We found rapid increases in expression of immediate early response genes (IEGs) and in members of the mitogen-activated protein kinase pathways. C-Jun, Junb, and Activating transcription factor 3 (Atf3) were elevated in both models, whereas c-Fos, Stat1, and Stat3 were elevated in only the glaucoma model (array data, confirmed by QT-PCR). Experimental retinal ischemia–reperfusion, like transection, causes increased expression of c-Jun and Junb but not of Fos, Stat1, and Stat3 13 . Stat3 mRNA 14 and protein 15 were increased in rats with glaucoma and might have participated in RGC protection after injury. 16 17 18 Our findings are consistent with known behavior on the biology of these signaling cascades. In the nervous system, Atf3 was expressed in injured neurons, where it seemed to play a role in modulating apoptosis. Its overexpression in PC12 cells and superior cervical ganglion neurons led to the inhibition of apoptosis induced by phosphorylated c-Jun N-terminal kinase (pJNK), and this appeared to be mediated by increased expression of the antiapoptotic factor heat shock protein 27 (Hsp27). 19 In support of a similar mechanism in RGCs, we found Hsp27 mRNA to be upregulated in both our axonal injury models, and others have found increased RGC immunostaining for Hsp27 after experimental nerve transection 20 and in rat 21 and human glaucoma eyes. 22 Hsp27 was upregulated in cultured retinal glia, but not RGCs, on exposure to TNFα. 23 Our expression data and other published findings support the expression of additional members of the heat shock protein family (Hsp1, Hsp2, Hsp72, Hsp90) after injury to RGCs. 24 25 However, the role of heat shock proteins in glaucoma may be more complicated than simply promoting a neuroprotective response because it has been suggested that antibodies to Hsp27 play a role in mediating RGC death. 26  
Our expression data support published studies showing initial increases in IEG RNA and protein in glaucoma injury. Levkovitch-Verbin et al. 27 reported increased immunolabeling in RGCs for c-Jun and its activated form (phospho-c-Jun) in the rat laser model of glaucoma and after optic nerve transection. Increased phospho-c-Jun and ATF-3 proteins were detected in surviving RGCs after optic nerve crush. 28 Increased activation and nuclear localization of c-Jun and c-Fos have been reported in optic nerve head astrocytes in a monkey model of glaucoma, 29 and the number of lateral geniculate nucleus cells immunopositive for c-Jun and c-Fos was increased in experimental rat glaucoma. 30  
Injury to RGC axons is signaled to the cell body after injury, leading to a programmed set of responses that include the IEG upregulation described. Several candidates for the signaling molecules initiate this response. A potential signaling molecule that is compatible with published information and our data is pJNK. Its retrograde transport is increased by neuronal injury, 31 and it is known to signal neurotrophin withdrawal in neurons. 32 Neurotrophin depletion is a likely inducer of apoptotic cell death in glaucoma. 4 33 34 Consistent with this hypothesis, pJNK is increased by immunolabeling in RGCs in human glaucoma 35 and experimental rat glaucoma. 36 37 In addition, pJNK activates expression of the Cebp group of transcription factors, 38 which mediate neuronal survival. 39 Among this group, Cebpd was significantly increased in rats with glaucoma. We did not find an increase in JNK expression, but this would be expected if signaling took place at a posttranscriptional level, such as increased phosphorylation and transport. 

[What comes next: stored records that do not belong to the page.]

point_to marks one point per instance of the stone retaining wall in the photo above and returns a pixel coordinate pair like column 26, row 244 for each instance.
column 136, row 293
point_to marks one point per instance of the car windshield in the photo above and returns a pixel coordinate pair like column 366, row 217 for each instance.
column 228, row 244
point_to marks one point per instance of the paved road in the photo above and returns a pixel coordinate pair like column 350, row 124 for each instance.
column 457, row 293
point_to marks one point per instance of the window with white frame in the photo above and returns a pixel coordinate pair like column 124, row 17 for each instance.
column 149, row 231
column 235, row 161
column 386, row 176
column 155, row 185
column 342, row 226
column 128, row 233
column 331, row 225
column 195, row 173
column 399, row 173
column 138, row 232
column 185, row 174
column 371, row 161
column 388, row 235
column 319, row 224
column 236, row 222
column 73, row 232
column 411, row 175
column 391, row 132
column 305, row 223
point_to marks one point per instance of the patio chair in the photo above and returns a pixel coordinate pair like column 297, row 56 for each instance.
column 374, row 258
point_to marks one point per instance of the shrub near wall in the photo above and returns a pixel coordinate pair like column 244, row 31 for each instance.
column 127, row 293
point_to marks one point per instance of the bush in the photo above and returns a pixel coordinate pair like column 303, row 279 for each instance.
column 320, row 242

Evidence indicates that endothelin acts on neural cells through the pJNK pathway. 40 We found significant increases in endothelin receptor B (Ednrb) gene expression in glaucoma but not after transection, though increased expression of this gene has been reported in rodents with retinal damage and retinal degeneration. 41 Ednrb protein increased in glia (astrocytes and Müller cells) after retinal and optic nerve injury 42 and in patients with glaucoma. 43 Endothelin-1 and the Ednrb receptor proteins were increased in experimental rat glaucoma. 44  
Several reports have linked tumor necrosis factor alpha (TNFα) to glaucoma injury. There is increased mRNA and immunofluorescence for TNFα in glia, and its inhibition reduces RGC death in vitro. 45 In a murine glaucoma model, Nakazawa et al. 46 reported increased levels of TNFα and detected significant protection against RGC death by inhibition of TNFα signaling through TNF receptor 2, but not TNF receptor 1. Tezel et al. 47 reported protection from RGC death after nerve crush in knockout mice missing the TNF superfamily receptor member 1A gene (Tnfrsf1a). We found a nearly eightfold upregulation of Tnfrsf1a at 1D in the rat glaucoma model, consistent with its upregulation in monkey glaucoma, 7 and an increase in its protein in RGC in human glaucoma retina. 48 We speculate that the upregulation of the receptor for TNFα might have resulted from the presentation of increased levels of the agonist to RGC by glia. Furthermore, our data showed in the glaucoma model, but not in the transection model, that there was upregulation of LPS-induced TNF Factor (Litaf), a transcription factor that positively regulates TNFα expression. 49 However, it should be noted that the upregulation of Litaf is not uniquely specific to glaucoma and that it occurs with other types of retinal injury. 50 Finally, TNFα is related to upregulation of the Cepb family of transcription factors, 51 one of which (Cepbd) was increased in our data. Taken together, these data support the participation of the TNFα signaling pathway in mediating glaucoma-induced injury to RGCs. 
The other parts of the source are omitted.